Accurate seasonal water supply forecasts are crucial for effective water resources management in the Western United States. This region faces dry conditions and high demand for water, and these forecasts are essential for making informed decisions. They guide everything from water supply management and flood control to hydropower generation and environmental objectives. In this challenge, sponsored by the U.S. Bureau of Reclamation, solvers developed probabilistic forecasting models to predict the future cumulative streamflow across 26 different monitoring sites.
This repository contains code from winning competitors in the Water Supply Forecast Rodeo DrivenData challenge. Code for all winning solutions are open source under the MIT License.
Winning code for other DrivenData competitions is available in the competition-winners repository.
This competition was held across multiple stages, each with their own prizes:
- Hindcast Stage—models were evaluated with hold-out validation against 10 years of historical data.
- Forecast Stage—models were frozen in January 2024 and were used to make live predictions through July 2024.
- Final Prize Stage—models were evaluated with cross-validation over a 20-year historical period.
- Explainability Bonus Track—solvers produced forecast summary documents to communicate and explain forecasts to operational water resource managers.
Note
The Water Supply Forecast Rodeo is still ongoing! Results will be added as they become finalized.
In this stage, solvers made code submissions that ran inference on a hold-out set of 10 years. They also submitted model reports detailing their modeling methodology. Winners were selected by a judging panel based on their quantitative performance and their methodology's rigor.
Place | Team or User | Score | Summary of Model |
---|---|---|---|
1 | rasyidstat | 87.82 | Ensemble of LightGBM models with models per target quantile, trained using Tweedie loss for 50th quantile and quantile loss for 10th and 90th.
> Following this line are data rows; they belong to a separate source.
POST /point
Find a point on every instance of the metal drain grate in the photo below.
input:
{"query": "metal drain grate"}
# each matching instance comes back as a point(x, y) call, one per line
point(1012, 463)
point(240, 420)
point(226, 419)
Data sources were SNOTEL snow water equivalent, cumulative precipitation, USGS and USBR observed streamflow, and basin geographic attributes. Generated synthetic data during training. |
2 | ck-ua | 90.78 | Ensemble of multilayer perceptron models with four layers with multiple outputs for the 3 quantiles, trained with quantile loss. Data sources were antecedent monthly flow, USGS observed streamflow, SNOTEL snow water equivalent, and precipitation. Snow water equivalent and precipitation aggregated and normalized across stations with per-site RANSAC linear models. |
3 | oshbocker | 101.59 | Ensemble of CatBoost models targetting both monthly and seasonal streamflow, with models per quantile trained using quantile loss. Data sources were antecedent monthly flow, USGS observed streamflow, SNOTEL and CDEC snow water equivalent, Copernicus GLO elevations, and ACIS observed temperature and precipitation. |
Code and reports for the Hindcast Stage can be found in the hindcast/
subdirectory. For each winner, see the reports/
subdirectory for their model report and additional solution documentation.
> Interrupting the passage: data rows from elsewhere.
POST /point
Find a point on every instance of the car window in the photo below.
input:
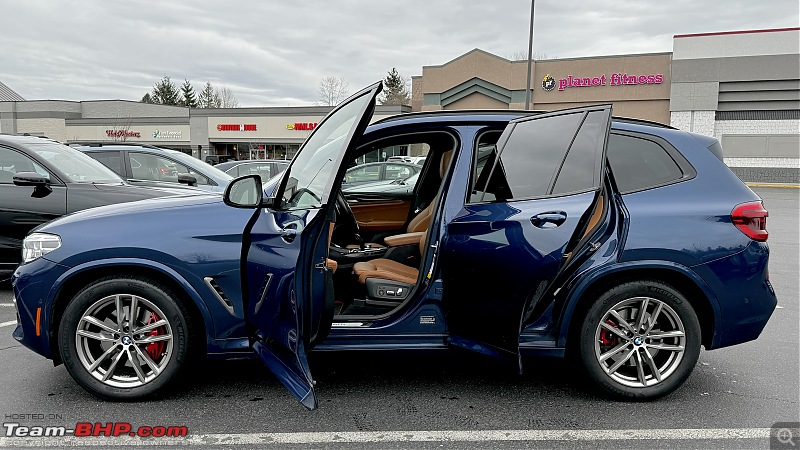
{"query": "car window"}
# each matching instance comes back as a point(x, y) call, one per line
point(112, 160)
point(398, 172)
point(640, 163)
point(12, 162)
point(262, 170)
point(531, 156)
point(74, 164)
point(147, 166)
point(315, 166)
point(579, 171)
point(363, 174)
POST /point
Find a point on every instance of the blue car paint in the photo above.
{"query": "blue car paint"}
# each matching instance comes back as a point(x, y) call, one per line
point(628, 240)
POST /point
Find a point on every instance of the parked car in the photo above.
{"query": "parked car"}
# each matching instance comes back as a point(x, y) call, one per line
point(623, 244)
point(41, 179)
point(379, 171)
point(399, 185)
point(418, 160)
point(265, 168)
point(154, 166)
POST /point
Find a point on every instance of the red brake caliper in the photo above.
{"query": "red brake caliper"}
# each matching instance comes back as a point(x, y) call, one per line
point(155, 349)
point(607, 337)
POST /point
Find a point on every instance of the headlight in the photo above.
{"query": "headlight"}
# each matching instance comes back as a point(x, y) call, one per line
point(38, 244)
Winners Announcement: "Meet the Winners of the Water Supply Forecast Rodeo Hindcast Stage"
In this stage, solvers submitted code submissions that DrivenData then executed on to issue forecasts for the 2024 season on four scheduled issue dates each month from January through July 2024. Winners were selected based on the lowest averaged mean quantile loss of their forecasts.
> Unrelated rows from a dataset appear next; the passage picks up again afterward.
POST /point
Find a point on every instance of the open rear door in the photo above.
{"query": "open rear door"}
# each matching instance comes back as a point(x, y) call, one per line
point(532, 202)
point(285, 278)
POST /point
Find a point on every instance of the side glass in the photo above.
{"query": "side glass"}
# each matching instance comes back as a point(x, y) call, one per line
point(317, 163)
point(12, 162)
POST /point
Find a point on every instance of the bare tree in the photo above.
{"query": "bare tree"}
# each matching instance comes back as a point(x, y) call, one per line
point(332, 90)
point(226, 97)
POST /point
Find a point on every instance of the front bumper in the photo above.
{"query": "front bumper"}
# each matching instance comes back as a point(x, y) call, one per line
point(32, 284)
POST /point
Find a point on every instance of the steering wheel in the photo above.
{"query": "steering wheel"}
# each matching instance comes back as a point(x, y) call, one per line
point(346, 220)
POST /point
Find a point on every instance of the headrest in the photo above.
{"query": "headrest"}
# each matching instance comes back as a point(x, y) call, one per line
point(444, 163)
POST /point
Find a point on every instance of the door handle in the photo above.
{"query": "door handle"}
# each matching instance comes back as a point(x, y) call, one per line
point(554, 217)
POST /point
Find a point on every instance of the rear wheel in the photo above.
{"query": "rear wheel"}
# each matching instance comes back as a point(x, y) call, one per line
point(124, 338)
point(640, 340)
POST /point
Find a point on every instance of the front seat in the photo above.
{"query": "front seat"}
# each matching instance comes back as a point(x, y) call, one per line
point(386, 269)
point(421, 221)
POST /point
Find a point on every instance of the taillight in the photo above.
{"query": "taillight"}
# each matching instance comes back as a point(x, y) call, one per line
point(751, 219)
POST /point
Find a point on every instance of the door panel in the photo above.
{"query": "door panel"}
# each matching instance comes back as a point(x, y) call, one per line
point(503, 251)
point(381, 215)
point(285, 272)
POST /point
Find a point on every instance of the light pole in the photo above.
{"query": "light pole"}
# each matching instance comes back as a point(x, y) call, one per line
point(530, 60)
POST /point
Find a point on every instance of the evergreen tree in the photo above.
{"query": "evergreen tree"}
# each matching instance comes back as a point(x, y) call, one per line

Place | Team or User | Score | Summary of Model |
---|---|---|---|
1 | oshbocker | 56.83 | Ensemble of CatBoost models targetting both monthly and seasonal streamflow, with models per quantile trained using quantile loss. Data sources were: antecedent monthly flow; USGS observed daily streamflow; snow water equivalent from SNOTEL, CDEC and SWANN; Copernicus GLO elevations; ACIS observed temperature and precipitation. |
2 | ck-ua | 56.91 | Ensemble of multilayer perceptron models with four layers with multiple outputs for the 3 quantiles, trained with quantile loss. Data sources were antecedent monthly flow, USGS observed streamflow, SNOTEL snow water equivalent, and precipitation. Snow water equivalent and precipitation aggregated and normalized across stations with per-site RANSAC linear models. |
3 | rasyidstat | 59.16 | Ensemble of LightGBM models with models per target quantile, trained using Tweedie loss for 50th quantile and quantile loss for 10th and 90th. Data sources were SNOTEL snow water equivalent, cumulative precipitation, USGS and USBR observed streamflow, basin geographic attributes, and Palmer Drought Severity Index (PDSI). Generated synthetic data during training. |
Code and reports for the Forecast Stage can be found in the forecast/
subdirectory. For each winner, see the reports/
subdirectory for their model report and additional solution documentation.